Hard going for both the team and equipment
On day one, a bus took the team to the starting point. Two days earlier, it had snowed on Mount Etna before an eruption covered everything with volcanic stones. Shanty checked the conditions, hoping to find out whether the black-and-white mountain was possible on skis.
Scrambling over the sand-like lapilli takes a lot of energy. “It’s really tiring getting over this sand. And it’s a really long haul dragging all our equipment to the top,” said Shanty. Rakes and shovels were included in the haul to remove the rocks from the snow. Otherwise, the friction would have been too great and it would have been impossible to ski on the surface.

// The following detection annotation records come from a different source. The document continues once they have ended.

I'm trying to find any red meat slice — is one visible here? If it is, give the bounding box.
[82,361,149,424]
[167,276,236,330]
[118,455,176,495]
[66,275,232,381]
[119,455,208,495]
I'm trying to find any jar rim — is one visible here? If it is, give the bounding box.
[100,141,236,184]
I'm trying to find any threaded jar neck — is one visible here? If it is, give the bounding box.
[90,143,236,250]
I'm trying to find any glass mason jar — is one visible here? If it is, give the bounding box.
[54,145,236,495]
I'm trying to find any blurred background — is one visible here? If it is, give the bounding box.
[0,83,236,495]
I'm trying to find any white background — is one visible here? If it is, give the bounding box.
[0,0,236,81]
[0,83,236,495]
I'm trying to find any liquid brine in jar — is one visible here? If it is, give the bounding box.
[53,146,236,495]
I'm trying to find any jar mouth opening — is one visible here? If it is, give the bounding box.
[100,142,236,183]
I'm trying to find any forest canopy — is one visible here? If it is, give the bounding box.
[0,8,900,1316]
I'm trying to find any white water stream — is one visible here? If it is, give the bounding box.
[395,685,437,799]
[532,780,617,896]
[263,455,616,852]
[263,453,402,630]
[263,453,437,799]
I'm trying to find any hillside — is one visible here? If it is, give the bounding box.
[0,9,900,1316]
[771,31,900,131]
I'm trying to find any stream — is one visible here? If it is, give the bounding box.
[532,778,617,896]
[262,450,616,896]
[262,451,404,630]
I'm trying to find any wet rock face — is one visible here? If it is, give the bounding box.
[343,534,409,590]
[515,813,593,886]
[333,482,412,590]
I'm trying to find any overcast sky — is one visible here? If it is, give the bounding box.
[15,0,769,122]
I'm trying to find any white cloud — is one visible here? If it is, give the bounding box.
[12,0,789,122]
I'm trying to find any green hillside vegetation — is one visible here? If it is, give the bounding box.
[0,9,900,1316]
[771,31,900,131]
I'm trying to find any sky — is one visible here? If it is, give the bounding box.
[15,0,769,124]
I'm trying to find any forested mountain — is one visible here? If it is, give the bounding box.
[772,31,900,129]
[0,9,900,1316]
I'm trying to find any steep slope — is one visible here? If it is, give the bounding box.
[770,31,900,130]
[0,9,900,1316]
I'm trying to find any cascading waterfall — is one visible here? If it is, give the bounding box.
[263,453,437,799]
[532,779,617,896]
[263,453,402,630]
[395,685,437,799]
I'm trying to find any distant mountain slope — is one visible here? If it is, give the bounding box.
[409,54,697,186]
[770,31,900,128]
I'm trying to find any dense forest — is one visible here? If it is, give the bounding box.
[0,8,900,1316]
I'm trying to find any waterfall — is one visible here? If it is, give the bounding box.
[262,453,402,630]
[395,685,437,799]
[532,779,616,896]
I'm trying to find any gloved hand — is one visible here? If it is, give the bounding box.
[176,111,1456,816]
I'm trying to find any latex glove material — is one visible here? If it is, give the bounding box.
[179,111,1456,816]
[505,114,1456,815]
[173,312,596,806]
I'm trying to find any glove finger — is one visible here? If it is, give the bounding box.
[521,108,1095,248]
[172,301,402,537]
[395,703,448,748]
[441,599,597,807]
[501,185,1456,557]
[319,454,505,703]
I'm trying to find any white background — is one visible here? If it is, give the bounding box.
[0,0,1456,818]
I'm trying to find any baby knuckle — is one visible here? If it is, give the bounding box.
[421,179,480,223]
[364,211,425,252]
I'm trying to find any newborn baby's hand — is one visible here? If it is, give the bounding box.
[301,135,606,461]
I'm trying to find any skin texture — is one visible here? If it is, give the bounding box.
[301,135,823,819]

In his initial attempts, Shanty often found himself getting stuck in the volcanic rock. Fortunately, his infrequent wipe-outs caused nothing more serious than laughter. The unusual conditions made the work hard for the team and was tough on the equipment, and isolated hot ash showers burned small holes in their clothing. “My jacket’s a bit less waterproof than it used to be,” joked Shanty.
The power of nature
The freerider was profoundly impressed by the scenery. “During the ascents, I felt the explosions and vibrations. This allowed me to experience nature in all its power and beauty. At the top we were greeted by breathtaking views over smoking craters all the way down to the Mediterranean Sea. I felt the power of nature more intensely than ever before.”
A unique experience
As the team sets off for the last time, everyone is exhausted. “We’re wrecked,” says Shanty. “Every time you climb, making your way over this sand, it wears you out. And it’s 3,000 meters to the top!” He examines his skis, which have been heavily scratched by the razor-sharp lapilli. Laughing, he holds them up to the camera. “Let’s see if they survive the day. At least we now know that they’re suitable for skiing on rock.”
One last go. Breathtaking descents over a lunar landscape. Columns of smoke, tremors and the monochrome interplay of colors against a dreamlike backdrop. Spectacular takes, but above all a lasting experience for the whole team. “The ash on the snow made the descent on skis something really special,” describes photographer and videographer, Thomas Monsorno. “Watching Shanty draw white tracks in the layer of black ash made me really aware of the special nature of the mountain. It was truly a one-of-a-kind freeride experience.”